In a surprising interview with the small liberal magazine The American Prospect, White House chief strategist Steve Bannon said there is “no military solution” to North Korea, declared that “ethnonationalists” like those who rallied in Charlottesville were “losers,” and threatened an “economic war” against China.
Bannon hasn’t given a ton of interviews since President Trump’s inauguration, perhaps due to his boss’s apparent frustration with breathless coverage of “President Bannon’s” influence. Indeed, he appears to be on thin ice in the Trump White House, with reports indicating that Chief of Staff John Kelly has soured on him, and Trump telling reporters “we’ll see” if Bannon stays in the White House.
So it was somewhat surprising to see him offer, unsolicited, an in-depth policy interview to a small labor-liberal publication in DC (the post is currently crashing the magazine’s servers; a cached version is available here). According to Axios’s Jonathan Swan, Bannon did not realize that he had agreed to an interview: “Apparently Bannon never thought that the journalist might take his (very newsworthy) comments and turn them into a story.” According to the Prospect, Bannon never specified that the comments were off the record, a strange blunder from the White House’s chief strategist and a former media executive.
It was particularly surprising, in light of the deadly white supremacist rally and riots in Charlottesville, VA, whose participants Trump has declined to distance himself from and even partially defended, that Bannon told the Prospect, “Ethno-nationalism—it’s losers. It’s a fringe element. I think the media plays it up too much, and we gotta help crush it, you know, uh, help crush it more. These guys are a collection of clowns.” It’s a big shift for Bannon, who just last summer proudly declared Breitbart, which he used to run, the “platform for the alt-right.”
Bannon had called up Robert Kuttner, the publication’s co-founder and co-editor, and a veteran left-leaning voice in Democratic circles, after a column Kuttner had written about Trump, China and North Korea.

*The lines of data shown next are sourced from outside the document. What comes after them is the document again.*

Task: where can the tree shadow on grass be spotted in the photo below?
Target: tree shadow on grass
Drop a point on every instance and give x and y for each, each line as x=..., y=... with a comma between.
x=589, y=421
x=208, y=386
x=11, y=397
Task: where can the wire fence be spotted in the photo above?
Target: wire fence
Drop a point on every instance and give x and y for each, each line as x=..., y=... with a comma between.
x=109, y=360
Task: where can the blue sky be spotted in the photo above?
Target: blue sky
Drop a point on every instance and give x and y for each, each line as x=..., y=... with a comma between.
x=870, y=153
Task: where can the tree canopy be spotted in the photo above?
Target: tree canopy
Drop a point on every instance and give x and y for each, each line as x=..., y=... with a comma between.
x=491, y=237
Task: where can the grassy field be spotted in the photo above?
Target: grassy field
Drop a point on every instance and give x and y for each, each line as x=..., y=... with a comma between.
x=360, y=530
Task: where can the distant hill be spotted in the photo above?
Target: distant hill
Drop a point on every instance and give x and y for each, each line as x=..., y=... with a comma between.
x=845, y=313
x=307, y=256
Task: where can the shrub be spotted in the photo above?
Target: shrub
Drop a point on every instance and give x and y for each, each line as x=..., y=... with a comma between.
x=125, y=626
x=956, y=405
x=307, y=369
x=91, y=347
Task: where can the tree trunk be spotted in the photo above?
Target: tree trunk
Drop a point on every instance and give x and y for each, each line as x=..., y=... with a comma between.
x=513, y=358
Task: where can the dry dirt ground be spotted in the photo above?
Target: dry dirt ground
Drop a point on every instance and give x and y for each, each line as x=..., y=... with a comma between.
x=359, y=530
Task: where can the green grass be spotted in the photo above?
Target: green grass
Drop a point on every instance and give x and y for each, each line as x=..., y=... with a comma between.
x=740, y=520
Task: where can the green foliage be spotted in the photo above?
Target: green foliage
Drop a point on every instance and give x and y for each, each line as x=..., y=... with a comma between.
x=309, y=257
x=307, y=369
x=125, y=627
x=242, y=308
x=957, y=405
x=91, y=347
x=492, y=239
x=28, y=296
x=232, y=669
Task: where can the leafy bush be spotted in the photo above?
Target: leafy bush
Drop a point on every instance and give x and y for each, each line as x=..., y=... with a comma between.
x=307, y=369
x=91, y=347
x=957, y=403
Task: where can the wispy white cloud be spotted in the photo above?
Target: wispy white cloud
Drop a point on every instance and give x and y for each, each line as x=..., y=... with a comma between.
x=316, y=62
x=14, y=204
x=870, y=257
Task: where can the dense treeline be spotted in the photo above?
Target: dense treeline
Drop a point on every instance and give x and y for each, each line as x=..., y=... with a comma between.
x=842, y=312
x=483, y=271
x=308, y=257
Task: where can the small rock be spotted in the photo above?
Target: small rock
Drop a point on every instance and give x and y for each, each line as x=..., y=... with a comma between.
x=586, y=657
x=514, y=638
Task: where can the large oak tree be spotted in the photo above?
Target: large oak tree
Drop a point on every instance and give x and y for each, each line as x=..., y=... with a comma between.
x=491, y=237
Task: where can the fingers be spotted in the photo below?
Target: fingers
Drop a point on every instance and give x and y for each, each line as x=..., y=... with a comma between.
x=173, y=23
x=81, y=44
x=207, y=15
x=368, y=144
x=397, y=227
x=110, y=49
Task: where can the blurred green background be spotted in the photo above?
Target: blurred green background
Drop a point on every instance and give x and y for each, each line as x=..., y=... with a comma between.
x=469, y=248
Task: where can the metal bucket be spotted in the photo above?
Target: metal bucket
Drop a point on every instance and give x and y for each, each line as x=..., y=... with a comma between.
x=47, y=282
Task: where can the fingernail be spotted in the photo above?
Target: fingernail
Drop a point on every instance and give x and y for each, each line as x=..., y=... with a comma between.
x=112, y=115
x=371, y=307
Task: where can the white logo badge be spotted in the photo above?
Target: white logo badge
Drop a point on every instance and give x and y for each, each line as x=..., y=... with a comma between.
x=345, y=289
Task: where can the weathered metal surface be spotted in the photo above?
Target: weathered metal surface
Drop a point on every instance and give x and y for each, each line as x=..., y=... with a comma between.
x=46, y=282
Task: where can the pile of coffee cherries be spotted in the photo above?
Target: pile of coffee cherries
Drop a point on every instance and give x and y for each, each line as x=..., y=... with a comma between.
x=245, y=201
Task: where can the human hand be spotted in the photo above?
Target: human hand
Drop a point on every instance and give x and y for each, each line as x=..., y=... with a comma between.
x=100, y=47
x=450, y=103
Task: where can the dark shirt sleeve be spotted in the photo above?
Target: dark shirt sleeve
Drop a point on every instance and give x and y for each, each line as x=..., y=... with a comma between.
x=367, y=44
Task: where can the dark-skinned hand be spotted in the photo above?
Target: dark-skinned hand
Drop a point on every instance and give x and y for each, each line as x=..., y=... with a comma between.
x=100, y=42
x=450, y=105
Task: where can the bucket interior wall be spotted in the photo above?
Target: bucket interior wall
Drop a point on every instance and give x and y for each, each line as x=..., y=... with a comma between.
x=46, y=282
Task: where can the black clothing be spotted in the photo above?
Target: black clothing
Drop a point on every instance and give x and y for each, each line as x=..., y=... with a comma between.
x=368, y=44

Bannon told Kuttner he’d “followed your writing for years and I think you and I are in same boat when it comes to China.” Bannon’s not wrong there. Kuttner is a vocal critic of international trade deals and in particular of China’s trade behavior. “If the Western democracies had a realistic conception of their long-term interest, they would add high tariffs to Chinese goods until China began behaving like a normal commercial nation,” Kuttner wrote in 2009. “The proceeds could be used to rebuild our own industry.”
In the interview, Bannon struck a similar tone, promising an “economic war” against China and laying out exactly how he’d want it to go down:
“To me,” Bannon said, “the economic war with China is everything. And we have to be maniacally focused on that. If we continue to lose it, we’re five years away, I think, ten years at the most, of hitting an inflection point from which we’ll never be able to recover.”
Bannon’s plan of attack includes: a complaint under Section 301 of the 1974 Trade Act against Chinese coercion of technology transfers from American corporations doing business there, and follow-up complaints against steel and aluminum dumping. “We’re going to run the tables on these guys. We’ve come to the conclusion that they’re in an economic war and they’re crushing us.”
The President has significant authority under federal law to retaliate against countries he believes are trading unfairly. Section 301, for example, authorizes tariffs and quotas against a country ruled to be engaging in “unjustifiable, unreasonable, or discriminatory” trading behavior. There are a number of statutes Trump could choose from in bringing tariffs against Chinese steel and aluminum. These would likely cause China to retaliate with tariffs of its own, launching an international trade war leaving everyone, particularly poor people in China, worse off.
One geopolitical reason not to do this is that China is by far the largest trading partner of North Korea, which gives it significant economic leverage with which to pressure the regime. The Trump administration might want to stay on China’s good side to try to push North Korea to stop missile tests and slow its nuclear program.
But Bannon suggests that for him, at least, this is not a priority:
Bannon said he might consider a deal in which China got North Korea to freeze its nuclear buildup with verifiable inspections and the United States removed its troops from the peninsula, but such a deal seemed remote. Given that China is not likely to do much more on North Korea, and that the logic of mutually assured destruction was its own source of restraint, Bannon saw no reason not to proceed with tough trade sanctions against China.